By mid-2016, Tolopa was in a relationship with a woman and in June, she appeared in a video promoting the third Kyiv Pride LGBT rights March for Equality. She had become fluent in Ukrainian, having taught herself the language from the poems of Serhiy Zhadan and Kateryna Babkina. She enjoyed poetry and wrote poems about her own life, but never about the war. By 2017, she spoke "almost without Russianisms", and said she felt herself more Ukrainian than Russian.

Tolopa earned multiple medals for fighting in Eastern Ukraine; the one she treasures most is called "Brother for Brother", given to foreigners fighting for Ukraine. She has 13 tattoos. The first, "Heroes don't die" (ГЕРОЇ НЕ ВМИРАЮТЬ), she had put on her arm in the Maidan, in memory of the fallen. "All are equal" (כולם שווים) is on her hand in Hebrew, in support of the March for Equality for sexual minorities.

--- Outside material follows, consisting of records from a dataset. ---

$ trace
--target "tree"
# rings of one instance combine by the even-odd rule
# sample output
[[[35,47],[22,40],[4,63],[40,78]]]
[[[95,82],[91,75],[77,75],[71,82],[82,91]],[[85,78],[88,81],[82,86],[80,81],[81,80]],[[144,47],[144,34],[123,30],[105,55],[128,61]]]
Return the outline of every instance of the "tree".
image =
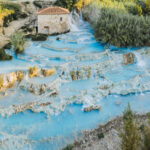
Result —
[[[150,0],[145,1],[145,12],[150,15]]]
[[[123,130],[120,133],[120,137],[122,139],[122,150],[138,149],[141,135],[135,120],[135,114],[132,112],[129,104],[123,113]]]
[[[22,53],[24,51],[24,46],[26,43],[26,39],[24,38],[24,34],[21,31],[18,31],[10,36],[10,43],[13,45],[15,52]]]
[[[1,31],[3,32],[3,21],[4,18],[10,14],[12,14],[14,11],[13,10],[9,10],[9,9],[4,9],[1,6],[1,1],[0,1],[0,28]],[[0,32],[1,33],[1,32]]]
[[[143,150],[150,150],[150,120],[148,126],[144,127],[144,147]]]

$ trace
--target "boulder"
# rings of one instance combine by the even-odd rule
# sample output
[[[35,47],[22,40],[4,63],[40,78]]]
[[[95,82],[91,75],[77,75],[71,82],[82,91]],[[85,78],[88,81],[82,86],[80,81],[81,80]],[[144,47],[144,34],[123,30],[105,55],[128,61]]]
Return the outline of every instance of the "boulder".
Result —
[[[133,64],[134,60],[135,60],[135,55],[133,53],[123,54],[123,63],[124,63],[124,65]]]
[[[29,68],[29,77],[33,78],[33,77],[37,77],[38,76],[38,69],[36,66],[34,67],[30,67]]]

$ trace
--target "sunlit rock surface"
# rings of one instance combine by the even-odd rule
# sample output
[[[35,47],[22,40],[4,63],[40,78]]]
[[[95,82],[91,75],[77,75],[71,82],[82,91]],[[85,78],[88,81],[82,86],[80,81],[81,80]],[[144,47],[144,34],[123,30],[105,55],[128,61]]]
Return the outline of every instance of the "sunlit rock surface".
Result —
[[[1,149],[57,150],[83,129],[121,115],[128,102],[139,113],[150,111],[150,49],[106,48],[76,18],[70,33],[28,41],[23,54],[8,50],[14,59],[0,62],[0,74],[15,73],[8,80],[15,84],[5,80],[9,88],[0,92]],[[31,66],[38,68],[32,78]]]

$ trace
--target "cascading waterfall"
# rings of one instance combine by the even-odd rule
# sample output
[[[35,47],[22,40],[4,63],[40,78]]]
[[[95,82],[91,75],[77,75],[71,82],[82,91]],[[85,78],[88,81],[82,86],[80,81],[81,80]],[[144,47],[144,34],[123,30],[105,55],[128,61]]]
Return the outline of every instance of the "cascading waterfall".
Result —
[[[45,42],[30,42],[19,57],[0,62],[1,73],[16,68],[26,72],[19,85],[0,93],[0,149],[57,150],[64,146],[64,139],[74,139],[73,132],[121,115],[128,102],[139,113],[150,111],[150,76],[144,50],[133,52],[137,61],[124,65],[121,50],[106,50],[94,40],[82,14],[70,14],[70,27],[71,32],[51,36]],[[56,73],[29,78],[27,70],[34,65],[55,68]],[[85,113],[84,108],[91,106],[101,106],[102,111]],[[16,142],[9,147],[12,139]]]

She shares those two with Belka. Wings on her wrist are the sign of the Valkyrie. She had a Ukrainian trident tattooed on her back after hearing of a prisoner who had his hand cut off by the Russians for having one there.

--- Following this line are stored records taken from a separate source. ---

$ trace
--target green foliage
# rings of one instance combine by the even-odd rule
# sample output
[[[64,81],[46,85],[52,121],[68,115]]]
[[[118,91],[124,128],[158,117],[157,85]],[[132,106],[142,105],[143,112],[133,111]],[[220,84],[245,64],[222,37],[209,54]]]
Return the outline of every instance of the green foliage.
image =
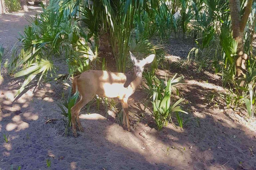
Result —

In 2019, Tolopa quit the army, to spend more time with her daughter who otherwise barely saw her, but remained in the Ukrainian military reserve. She returned to school in 2021, when her daughter entered school, but did not return to medicine, opting to study at the Law and International Relations faculty of the Open International University of Human Development "Ukraine". During the 2022 Russian invasion of Ukraine, Tolopa initially planned to return to military service to defend her adopted country, but then changed her mind, to care for her daughter. They sheltered in western Ukraine.